Bir akrabamın bir gün kasabada okul bitişinde yanıma gelerek bana “on” lira verişini hayatım boyunca hiç unutmadım. Fedakârlık, vefa, yardım gibi duygularım adeta kanatlanmıştı. Hele kış mevsiminde babamın sırtında taşıdığı odunları odaya getirip, “Oku oğlum, biz okuyamadık; oku da vatanına, milletine, ailene iyi evlat ol; ama Rabbini de unutma!” diye nasihat etmesi hâlâ kulaklarımda çınlamaktadır.

Yeni nesil bazı mahrumiyetler yaşamalı

Şimdi sadece eğlenmek için dünyaya geldiğini sanan, kendi küçük rahatlığı için başkalarının rahatlığını bozmakta bir beis görmeyen, ellerinden telefonunu alsanız dünyanın sonunun geldiğini düşünen, kıymet ve vefa bilmeyen, “dünya yansa bir bağ otluğu yanmayan”… nesiller, geçmişte bizim yaşadıklarımızı masal kitaplarında okusalar inanmazlar!

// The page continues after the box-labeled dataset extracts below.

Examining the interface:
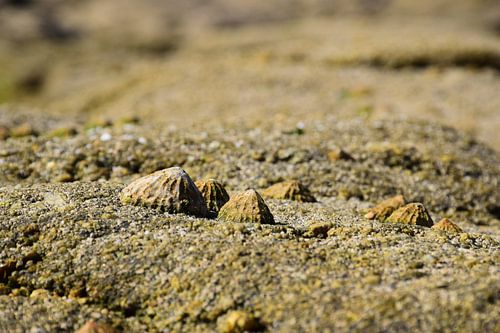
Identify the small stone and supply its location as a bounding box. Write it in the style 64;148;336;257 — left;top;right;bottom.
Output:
120;167;208;217
386;203;434;227
221;311;264;333
328;148;354;162
195;179;229;216
75;320;117;333
219;190;274;224
365;195;406;221
432;218;464;234
262;180;316;202
10;123;36;138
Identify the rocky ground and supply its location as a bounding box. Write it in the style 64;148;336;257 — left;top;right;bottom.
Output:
0;0;500;332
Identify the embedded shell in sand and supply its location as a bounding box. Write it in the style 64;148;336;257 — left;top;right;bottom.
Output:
195;179;229;214
75;320;117;333
432;218;464;234
219;190;274;224
365;195;405;221
262;180;316;202
120;167;208;217
386;203;434;227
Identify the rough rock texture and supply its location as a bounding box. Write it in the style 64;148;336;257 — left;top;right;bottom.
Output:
219;190;274;224
120;167;208;217
0;0;500;333
195;179;229;216
262;180;316;202
386;203;434;228
365;195;406;221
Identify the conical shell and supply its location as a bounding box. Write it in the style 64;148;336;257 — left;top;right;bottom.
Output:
75;320;117;333
219;190;274;224
386;203;434;227
262;180;316;202
328;148;354;162
432;218;464;234
195;179;229;215
120;167;208;217
365;195;405;221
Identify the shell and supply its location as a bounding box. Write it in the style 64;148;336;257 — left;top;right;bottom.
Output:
120;167;208;217
220;311;263;333
195;179;229;215
75;320;117;333
386;203;434;227
432;218;464;234
365;195;406;221
262;180;316;202
328;148;354;162
219;190;274;224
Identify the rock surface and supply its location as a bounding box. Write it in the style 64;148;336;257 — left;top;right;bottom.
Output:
262;180;316;202
0;0;500;333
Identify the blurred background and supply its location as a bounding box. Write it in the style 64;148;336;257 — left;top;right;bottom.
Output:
0;0;500;150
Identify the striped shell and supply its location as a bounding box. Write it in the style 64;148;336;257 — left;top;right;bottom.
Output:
195;179;229;216
219;190;274;224
365;195;405;221
262;180;316;202
120;167;208;217
432;218;464;234
386;203;434;227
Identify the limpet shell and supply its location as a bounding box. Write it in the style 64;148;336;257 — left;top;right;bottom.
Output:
75;320;117;333
365;195;406;221
221;311;263;333
219;190;274;224
327;148;354;162
195;179;229;215
432;218;464;234
386;202;434;227
262;180;316;202
120;167;208;217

Yeni neslin eğitilmesi için bazı mahrumiyetlerin yaşanması gerekmektedir. Yemekten bile zevk alamıyorlar; çünkü karınları boşalmadan zoraki yiyorlar. Geçmişle ilgileri kesik ve zaten ilgilenmiyorlar. Manevi dünyaları bomboş, böyle bir dünyadan haberleri bile yok. Soğuk – sıcak nedir tatmamışlar. Hayatın zorluklarıyla hiç yüzleşmemişler. Böyle olunca da kadir kıymet nedir, vefa, saygı, acıma duygusu (merhamet) nedir bilmiyorlar. Empati kuramıyorlar; çünkü hayatın merkezini yalnız kendileri işgal etmektedir.

Hayatta her şey zıddıyla vardır. Bu çocuklarımız hayatın zorluklarını tatmamışlardır ki, onu tanısınlar ve ona göre hareket etsinler. Hayat fukarası bunlar!